7月12日の日曜日に、ノヴェロはミュンヒェンで大聖堂の朝のミサに出て、
そこで、ミュンヒェンにきてから初めて、
「モーツァルトを感じさせる音楽」を聴いた。
思わず曲名を尋ねると、ベネディクト・シャック(1758-1826)の
ものであることがわかった。

ノヴェロはこう書いている。

「日曜日の朝9時、大聖堂でのシャックの美しいミサ曲は、
 モーツァルトのスタイルで見事に演奏された。
 特に、「キリー」と「アグヌス」(ママ)は
 モーツァルト風であった。
 シャックはモーツァルトの親しい友人であった。
 おそらくモーツァルトによって手直しがされているのであろう。
 なぜなら、シャックは歌手にすぎないのだから。
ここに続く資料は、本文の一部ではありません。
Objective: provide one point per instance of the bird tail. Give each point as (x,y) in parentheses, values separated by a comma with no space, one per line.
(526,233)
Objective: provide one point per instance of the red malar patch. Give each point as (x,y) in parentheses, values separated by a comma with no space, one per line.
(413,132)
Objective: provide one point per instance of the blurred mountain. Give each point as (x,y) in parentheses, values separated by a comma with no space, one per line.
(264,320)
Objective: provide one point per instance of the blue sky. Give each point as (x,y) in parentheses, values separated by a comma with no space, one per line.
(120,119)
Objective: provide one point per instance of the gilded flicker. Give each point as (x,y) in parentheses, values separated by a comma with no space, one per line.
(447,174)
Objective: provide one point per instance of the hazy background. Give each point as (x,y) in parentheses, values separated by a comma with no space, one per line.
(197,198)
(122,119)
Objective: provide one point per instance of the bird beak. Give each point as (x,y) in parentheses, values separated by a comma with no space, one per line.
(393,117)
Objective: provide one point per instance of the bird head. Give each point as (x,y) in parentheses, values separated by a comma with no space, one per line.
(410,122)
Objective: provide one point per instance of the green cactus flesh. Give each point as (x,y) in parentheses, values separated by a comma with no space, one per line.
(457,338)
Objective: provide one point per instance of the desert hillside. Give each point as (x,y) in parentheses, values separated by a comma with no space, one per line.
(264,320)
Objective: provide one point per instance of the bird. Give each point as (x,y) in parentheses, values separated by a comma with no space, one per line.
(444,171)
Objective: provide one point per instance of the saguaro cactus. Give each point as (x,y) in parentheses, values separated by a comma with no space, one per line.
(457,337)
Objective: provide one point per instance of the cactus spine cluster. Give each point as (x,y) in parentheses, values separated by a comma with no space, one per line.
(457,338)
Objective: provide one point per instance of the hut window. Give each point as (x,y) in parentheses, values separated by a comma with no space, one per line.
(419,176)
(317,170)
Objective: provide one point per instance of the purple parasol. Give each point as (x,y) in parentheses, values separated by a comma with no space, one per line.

」



シャックによって18世紀末に作られた
「モーツァルトによく似た」ミサ曲が、
19世紀初めのミュンヘンで演奏されていたことを、
どう解釈すればいいのだろう。

「当時、モーツァルトのミサ曲が愛好されていたこと」が
窺える。
そして、この事実は
もしかすると、先日来 論議している
「パロディ・ミサ曲」作成の風潮に、関連しているかもしれない。